Voici une lettre inédite de Claire à Drus, Epilogue d'Eva.
Je suis tombée dessus. Je la trouve fortement ontologique.
Claire était dans son salon, un Martini rouge à la main. Elle ne savait comment s’y prendre pour faire parvenir à son époux son désir de lui parler, de lui dire les choses, de lui poser des questions, d’écouter attentivement ses réponses. Elle voulait tout mettre à plat une bonne fois pour toute et ne plus revenir là-dessus. Les redites n’étaient pas trop dans sa façon de faire, d’agir. Elle avait en détestation l’obsessionnel.
Ernest était en dehors du monde palpable, bien loin, au beau milieu du pré de l’inconscience.
Elle se mit à son bureau et écrivit une longue lettre à l’ami de tous les instants, Drus.
« Cher Drus,
Les mots se bousculent, les interrogations aussi, dans un silence difficile, en ce moment.
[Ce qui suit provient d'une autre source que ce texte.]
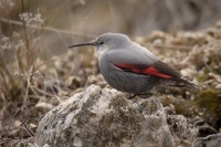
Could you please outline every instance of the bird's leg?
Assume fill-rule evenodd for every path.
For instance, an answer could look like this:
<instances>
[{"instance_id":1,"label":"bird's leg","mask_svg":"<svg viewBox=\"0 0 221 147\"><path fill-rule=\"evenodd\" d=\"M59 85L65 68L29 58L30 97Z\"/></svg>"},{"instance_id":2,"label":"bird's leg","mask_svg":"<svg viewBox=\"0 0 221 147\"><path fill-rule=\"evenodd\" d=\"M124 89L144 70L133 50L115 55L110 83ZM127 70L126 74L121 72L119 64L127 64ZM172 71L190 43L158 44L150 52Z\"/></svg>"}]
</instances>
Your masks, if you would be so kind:
<instances>
[{"instance_id":1,"label":"bird's leg","mask_svg":"<svg viewBox=\"0 0 221 147\"><path fill-rule=\"evenodd\" d=\"M139 94L138 96L140 96L141 98L149 98L150 96L152 96L152 93L144 93Z\"/></svg>"},{"instance_id":2,"label":"bird's leg","mask_svg":"<svg viewBox=\"0 0 221 147\"><path fill-rule=\"evenodd\" d=\"M127 97L127 99L131 99L131 98L134 98L136 96L137 96L136 94L131 94L129 97Z\"/></svg>"}]
</instances>

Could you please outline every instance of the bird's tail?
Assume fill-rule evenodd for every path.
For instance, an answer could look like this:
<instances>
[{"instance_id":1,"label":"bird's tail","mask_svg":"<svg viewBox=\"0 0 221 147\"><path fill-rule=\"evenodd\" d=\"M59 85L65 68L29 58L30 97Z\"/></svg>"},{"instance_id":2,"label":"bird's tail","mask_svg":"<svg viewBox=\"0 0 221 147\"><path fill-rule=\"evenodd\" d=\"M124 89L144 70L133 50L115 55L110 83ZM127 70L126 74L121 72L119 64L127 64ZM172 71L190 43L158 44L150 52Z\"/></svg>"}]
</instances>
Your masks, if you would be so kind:
<instances>
[{"instance_id":1,"label":"bird's tail","mask_svg":"<svg viewBox=\"0 0 221 147\"><path fill-rule=\"evenodd\" d=\"M199 87L186 80L186 78L182 78L182 77L177 77L177 78L172 78L172 80L169 80L169 81L166 81L164 83L165 86L175 86L175 87L183 87L183 88L190 88L190 90L194 90L194 91L199 91Z\"/></svg>"}]
</instances>

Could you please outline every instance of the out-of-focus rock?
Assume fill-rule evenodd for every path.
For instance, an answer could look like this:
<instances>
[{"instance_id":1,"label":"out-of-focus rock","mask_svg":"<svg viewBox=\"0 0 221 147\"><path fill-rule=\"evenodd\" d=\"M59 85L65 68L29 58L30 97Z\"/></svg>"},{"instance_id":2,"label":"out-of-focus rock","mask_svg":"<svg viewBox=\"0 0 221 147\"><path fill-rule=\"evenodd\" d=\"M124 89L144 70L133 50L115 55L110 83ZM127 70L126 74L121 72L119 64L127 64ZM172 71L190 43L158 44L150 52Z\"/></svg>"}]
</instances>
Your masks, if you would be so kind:
<instances>
[{"instance_id":1,"label":"out-of-focus rock","mask_svg":"<svg viewBox=\"0 0 221 147\"><path fill-rule=\"evenodd\" d=\"M35 146L172 147L166 114L155 96L134 103L115 91L92 85L49 112Z\"/></svg>"},{"instance_id":2,"label":"out-of-focus rock","mask_svg":"<svg viewBox=\"0 0 221 147\"><path fill-rule=\"evenodd\" d=\"M221 133L198 138L192 144L192 147L221 147Z\"/></svg>"}]
</instances>

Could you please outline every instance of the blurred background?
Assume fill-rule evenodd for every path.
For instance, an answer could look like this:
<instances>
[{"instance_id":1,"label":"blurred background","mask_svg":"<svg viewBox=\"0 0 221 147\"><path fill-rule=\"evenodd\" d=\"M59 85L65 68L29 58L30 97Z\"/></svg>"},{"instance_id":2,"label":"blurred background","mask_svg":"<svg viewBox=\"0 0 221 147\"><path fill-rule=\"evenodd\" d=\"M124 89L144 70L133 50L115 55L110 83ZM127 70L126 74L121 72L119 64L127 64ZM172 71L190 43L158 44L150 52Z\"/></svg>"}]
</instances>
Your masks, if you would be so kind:
<instances>
[{"instance_id":1,"label":"blurred background","mask_svg":"<svg viewBox=\"0 0 221 147\"><path fill-rule=\"evenodd\" d=\"M44 45L54 54L105 32L144 36L154 30L196 31L221 19L220 0L1 0L0 6L2 19L20 21L20 13L39 12L44 27L65 30L43 31ZM12 35L12 28L22 30L22 25L0 22L4 35Z\"/></svg>"}]
</instances>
Je hais ce qui m’échappe et vous le savez. Et, ce qui n’est pas en ma possession pour l’heure, est bien la clarté des choses. J’ai, quelquefois, l’impression qu’Ernest m’envoie des messages codés et je n’ai ni l’oreille ni le temps pour cela. J’ai épuisé mon lot de patience et je ne suis pas bigame comme lui.
Ah, l’horreur de ne pas savoir ce que l’on veut ! Comme si j’allais me prêter au jeu de ses allers-retours entre sa sulfureuse Eva et ce que fut notre vie, il y a des siècles, me semble-t-il.
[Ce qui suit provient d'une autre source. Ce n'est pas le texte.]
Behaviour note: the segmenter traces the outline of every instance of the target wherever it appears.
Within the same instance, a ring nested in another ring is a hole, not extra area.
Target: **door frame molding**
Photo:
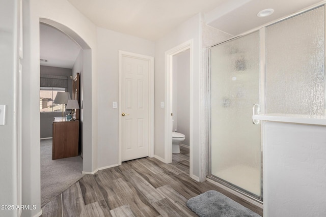
[[[190,76],[190,92],[189,92],[189,131],[190,138],[189,138],[189,176],[193,178],[193,55],[194,55],[194,40],[191,39],[186,41],[165,52],[165,158],[164,162],[169,164],[172,162],[172,117],[171,115],[172,111],[172,86],[173,86],[173,56],[186,50],[189,49],[189,76]],[[198,179],[197,178],[195,178]]]
[[[148,92],[149,92],[149,144],[148,154],[150,158],[154,157],[154,57],[153,56],[146,56],[138,53],[131,53],[123,50],[119,50],[119,102],[118,102],[118,116],[119,116],[119,149],[118,154],[118,164],[121,165],[121,139],[122,139],[122,125],[121,125],[121,107],[120,106],[122,102],[121,84],[122,84],[122,57],[128,57],[138,59],[143,59],[149,63],[149,74],[148,77]]]

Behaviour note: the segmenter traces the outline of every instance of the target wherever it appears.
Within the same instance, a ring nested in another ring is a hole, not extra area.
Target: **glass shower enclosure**
[[[324,117],[324,8],[210,48],[210,178],[262,201],[258,105],[267,115]]]
[[[259,104],[259,32],[210,50],[211,177],[260,200],[260,125],[253,124]]]

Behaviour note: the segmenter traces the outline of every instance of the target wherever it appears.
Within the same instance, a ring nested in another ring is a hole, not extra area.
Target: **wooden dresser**
[[[79,121],[55,117],[52,125],[52,160],[78,156]]]

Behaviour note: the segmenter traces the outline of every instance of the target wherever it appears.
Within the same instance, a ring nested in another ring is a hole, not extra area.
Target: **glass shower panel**
[[[261,196],[258,32],[211,49],[211,174]]]
[[[324,7],[266,28],[265,113],[324,115]]]

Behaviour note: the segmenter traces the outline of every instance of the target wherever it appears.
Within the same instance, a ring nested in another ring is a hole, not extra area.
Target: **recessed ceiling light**
[[[267,9],[264,9],[262,11],[260,11],[257,14],[257,16],[258,17],[265,17],[267,16],[269,16],[274,12],[274,9],[271,8],[268,8]]]

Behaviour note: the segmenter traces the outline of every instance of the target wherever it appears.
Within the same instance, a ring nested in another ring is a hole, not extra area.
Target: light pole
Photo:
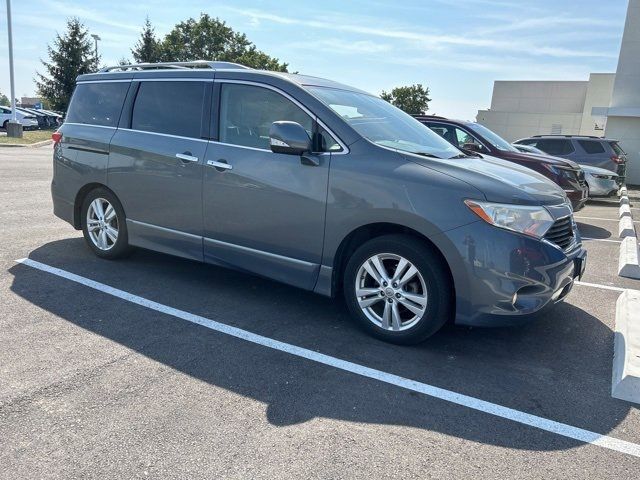
[[[96,35],[95,33],[92,33],[91,36],[96,42],[96,70],[98,70],[98,40],[102,40],[102,39],[100,38],[100,35]]]
[[[22,124],[16,118],[16,86],[13,76],[13,32],[11,31],[11,0],[7,0],[7,34],[9,35],[9,82],[11,83],[11,121],[7,124],[8,137],[22,137]]]

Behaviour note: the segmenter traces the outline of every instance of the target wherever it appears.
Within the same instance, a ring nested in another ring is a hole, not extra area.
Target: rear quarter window
[[[131,128],[200,138],[205,87],[204,82],[141,82]]]
[[[543,138],[535,146],[549,155],[568,155],[575,151],[570,140],[560,138]]]
[[[589,154],[604,153],[602,143],[594,140],[578,140],[582,149]]]
[[[115,127],[129,82],[79,83],[73,93],[67,122]]]

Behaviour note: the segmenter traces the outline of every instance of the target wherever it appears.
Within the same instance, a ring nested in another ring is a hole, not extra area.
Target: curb
[[[640,403],[640,291],[625,290],[616,302],[611,396]]]
[[[631,205],[629,197],[626,195],[626,187],[623,187],[620,191],[624,192],[624,194],[620,197],[620,210],[618,212],[620,218],[618,232],[620,238],[622,238],[618,257],[618,276],[640,279],[638,238],[636,237],[633,217],[631,216]]]
[[[618,258],[618,275],[626,278],[640,279],[640,264],[638,262],[638,241],[636,237],[626,237],[620,244],[620,256]]]
[[[36,143],[1,143],[0,148],[38,148],[44,147],[45,145],[49,145],[53,140],[42,140],[41,142]]]

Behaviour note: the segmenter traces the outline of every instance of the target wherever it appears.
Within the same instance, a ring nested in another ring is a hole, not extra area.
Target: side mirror
[[[482,145],[473,142],[465,143],[464,145],[462,145],[462,148],[475,153],[482,153],[483,151]]]
[[[302,155],[311,151],[311,138],[296,122],[273,122],[269,129],[269,145],[274,153]]]

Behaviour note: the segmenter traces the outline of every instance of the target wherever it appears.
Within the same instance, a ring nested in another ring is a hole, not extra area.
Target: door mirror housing
[[[482,153],[484,151],[484,148],[482,147],[482,145],[474,142],[465,143],[462,146],[462,148],[464,150],[469,150],[470,152],[474,152],[474,153]]]
[[[269,129],[269,145],[274,153],[302,155],[311,151],[311,138],[296,122],[273,122]]]

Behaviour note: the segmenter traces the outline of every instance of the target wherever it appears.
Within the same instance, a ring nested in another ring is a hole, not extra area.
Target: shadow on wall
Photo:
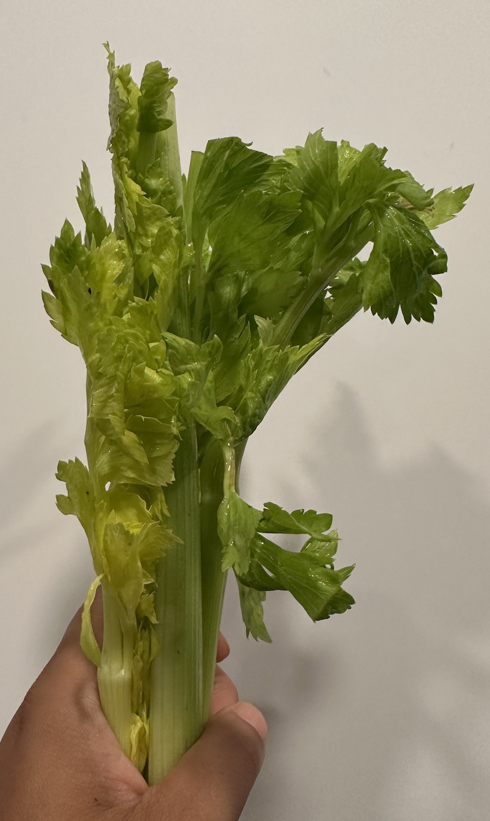
[[[227,669],[270,727],[266,768],[245,821],[483,821],[490,806],[483,490],[437,448],[383,466],[355,396],[344,388],[328,418],[311,429],[299,471],[291,470],[294,484],[277,470],[282,493],[275,501],[333,512],[342,536],[337,562],[357,561],[346,585],[357,604],[314,626],[288,594],[270,594],[265,616],[274,644],[249,642],[240,658],[231,657]],[[225,623],[234,643],[243,627],[232,598],[230,591]]]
Vous le savez, vous Drus, que jouer n’est pas dans mes cordes, ni dans mes désirs, encore moins dans ma volonté. Je serai prête, demain, à tout réparer, à lui remettre sa lettre que je n’ai même pas ouverte, à ne plus humer le musc noir qu’il dit tant aimer.
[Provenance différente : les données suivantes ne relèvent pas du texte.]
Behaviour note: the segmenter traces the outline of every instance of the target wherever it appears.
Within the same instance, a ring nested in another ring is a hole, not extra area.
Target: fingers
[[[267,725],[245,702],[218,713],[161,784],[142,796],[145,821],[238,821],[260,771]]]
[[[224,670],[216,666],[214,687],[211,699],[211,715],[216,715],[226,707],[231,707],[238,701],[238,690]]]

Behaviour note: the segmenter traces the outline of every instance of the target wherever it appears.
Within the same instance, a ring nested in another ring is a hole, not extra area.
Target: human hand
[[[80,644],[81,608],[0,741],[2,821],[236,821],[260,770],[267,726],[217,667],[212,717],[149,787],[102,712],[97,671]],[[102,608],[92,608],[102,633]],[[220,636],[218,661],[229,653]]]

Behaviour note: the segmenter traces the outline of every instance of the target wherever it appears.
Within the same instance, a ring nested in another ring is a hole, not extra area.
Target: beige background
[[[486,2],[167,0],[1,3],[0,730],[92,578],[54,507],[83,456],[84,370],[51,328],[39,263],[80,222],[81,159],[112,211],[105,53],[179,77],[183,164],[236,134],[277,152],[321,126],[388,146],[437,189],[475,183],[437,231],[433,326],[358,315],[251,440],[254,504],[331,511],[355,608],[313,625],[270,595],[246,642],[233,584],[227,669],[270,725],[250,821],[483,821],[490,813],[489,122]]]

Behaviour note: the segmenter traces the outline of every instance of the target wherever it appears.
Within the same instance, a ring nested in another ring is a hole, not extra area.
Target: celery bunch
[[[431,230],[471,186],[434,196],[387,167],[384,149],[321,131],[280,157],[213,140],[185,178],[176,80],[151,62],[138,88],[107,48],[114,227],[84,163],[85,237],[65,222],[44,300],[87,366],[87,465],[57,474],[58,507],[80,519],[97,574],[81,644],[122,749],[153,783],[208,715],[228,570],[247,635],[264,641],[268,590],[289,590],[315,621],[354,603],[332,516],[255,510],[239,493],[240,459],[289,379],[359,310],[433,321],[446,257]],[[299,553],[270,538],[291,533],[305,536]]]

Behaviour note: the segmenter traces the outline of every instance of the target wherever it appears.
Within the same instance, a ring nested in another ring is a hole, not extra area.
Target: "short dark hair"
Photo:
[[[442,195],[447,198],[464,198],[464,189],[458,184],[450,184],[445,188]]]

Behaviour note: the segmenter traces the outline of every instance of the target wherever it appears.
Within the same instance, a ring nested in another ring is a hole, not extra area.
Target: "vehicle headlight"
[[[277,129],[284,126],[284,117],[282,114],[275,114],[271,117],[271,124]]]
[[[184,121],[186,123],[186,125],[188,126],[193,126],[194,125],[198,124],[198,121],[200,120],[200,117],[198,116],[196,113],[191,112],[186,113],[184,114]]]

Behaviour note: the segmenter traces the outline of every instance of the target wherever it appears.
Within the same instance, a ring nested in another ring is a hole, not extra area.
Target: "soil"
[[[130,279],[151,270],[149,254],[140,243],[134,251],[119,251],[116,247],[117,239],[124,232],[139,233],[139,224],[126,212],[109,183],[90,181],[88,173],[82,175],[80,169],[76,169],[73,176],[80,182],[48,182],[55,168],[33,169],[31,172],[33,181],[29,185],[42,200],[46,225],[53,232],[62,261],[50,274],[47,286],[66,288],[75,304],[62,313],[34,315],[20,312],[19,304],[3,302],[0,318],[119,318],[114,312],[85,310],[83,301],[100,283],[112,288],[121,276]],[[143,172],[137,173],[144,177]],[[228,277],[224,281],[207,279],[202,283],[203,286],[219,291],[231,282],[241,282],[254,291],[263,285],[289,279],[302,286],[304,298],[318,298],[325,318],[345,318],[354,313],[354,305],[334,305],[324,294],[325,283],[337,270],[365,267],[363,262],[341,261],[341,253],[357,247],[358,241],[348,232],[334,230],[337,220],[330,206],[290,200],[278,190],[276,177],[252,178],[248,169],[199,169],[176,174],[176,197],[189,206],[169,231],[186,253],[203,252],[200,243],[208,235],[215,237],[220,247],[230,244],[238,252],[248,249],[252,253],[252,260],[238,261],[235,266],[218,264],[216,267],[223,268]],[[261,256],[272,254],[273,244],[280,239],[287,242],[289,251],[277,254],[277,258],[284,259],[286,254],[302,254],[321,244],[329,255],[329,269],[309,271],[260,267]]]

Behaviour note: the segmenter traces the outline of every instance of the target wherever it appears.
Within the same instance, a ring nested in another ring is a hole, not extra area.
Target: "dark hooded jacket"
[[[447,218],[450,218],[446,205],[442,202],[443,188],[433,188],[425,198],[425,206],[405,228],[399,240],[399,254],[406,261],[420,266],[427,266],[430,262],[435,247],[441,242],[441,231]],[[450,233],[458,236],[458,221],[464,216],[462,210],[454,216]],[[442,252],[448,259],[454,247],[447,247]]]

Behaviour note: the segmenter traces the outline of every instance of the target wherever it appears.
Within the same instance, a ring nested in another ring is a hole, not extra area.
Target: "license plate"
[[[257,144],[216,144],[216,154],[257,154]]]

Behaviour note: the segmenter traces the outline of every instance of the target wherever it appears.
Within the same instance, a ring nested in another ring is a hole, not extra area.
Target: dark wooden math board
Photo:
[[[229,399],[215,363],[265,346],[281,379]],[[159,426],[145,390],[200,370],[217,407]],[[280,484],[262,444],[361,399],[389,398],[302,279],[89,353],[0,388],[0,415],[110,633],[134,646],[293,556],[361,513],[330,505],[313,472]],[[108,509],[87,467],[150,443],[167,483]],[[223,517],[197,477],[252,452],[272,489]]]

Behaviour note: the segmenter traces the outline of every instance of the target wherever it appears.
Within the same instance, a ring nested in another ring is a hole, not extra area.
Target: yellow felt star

D’où vient-il ce musc d’ailleurs ? A quelle intimité est-il lié ? Qu’est-ce que ces confusions de genres ? Qu’ai-je à voir avec des fragrances de lui ou d’elle ou de je ne sais qui ? Mon monde de senteurs est marin moi et libre, totalement. Il ne saurait être capiteux.
Ernest est dans l’obsessionnel à répéter les mêmes rengaines depuis la rue Mogador et la péripatéticienne du réverbère. Je ne lui répondrai plus. Pourtant, j’ai dit, redit, expliqué, signifié, conclu mille et une fois.
L’absence est signifiante, c’est tout. J’aurais trois ou quatre questions à lui poser. Je lui prêterais l’oreille attentivement, patiemment. A défaut de le secouer dans tous les sens, de remettre en place tous les fusibles sautés et par là même, la maîtrise de soi.
L’amitié est belle, voilà pourquoi je vous écris. Le reste est compliqué. Très. S’il s’avère que pour Ernest, cet entre-deux est possible, parce qu’il pense y avoir droit, pour n’avoir pas assez vécu, parce qu’il a soif de ce qu’il ne connut pas, je serai violente.
Non, je ne jouerai pas et je n’attendrai pas et je ne compatis point. J’ai œuvré dans le solide, le reste est fortuit.
Vous voyez Drus, vous qui pensiez que notre amitié aurait pu évoluer différemment, je n’en crois rien. Cela aurait été forcé. Je n’ai pas quitté mon monde encore avec ce partenaire à l’ouest … Je serai signifiante cher Drus.
Qu’attend-il de moi ?
Que je le comprenne dans ses tergiversations ontologiques ?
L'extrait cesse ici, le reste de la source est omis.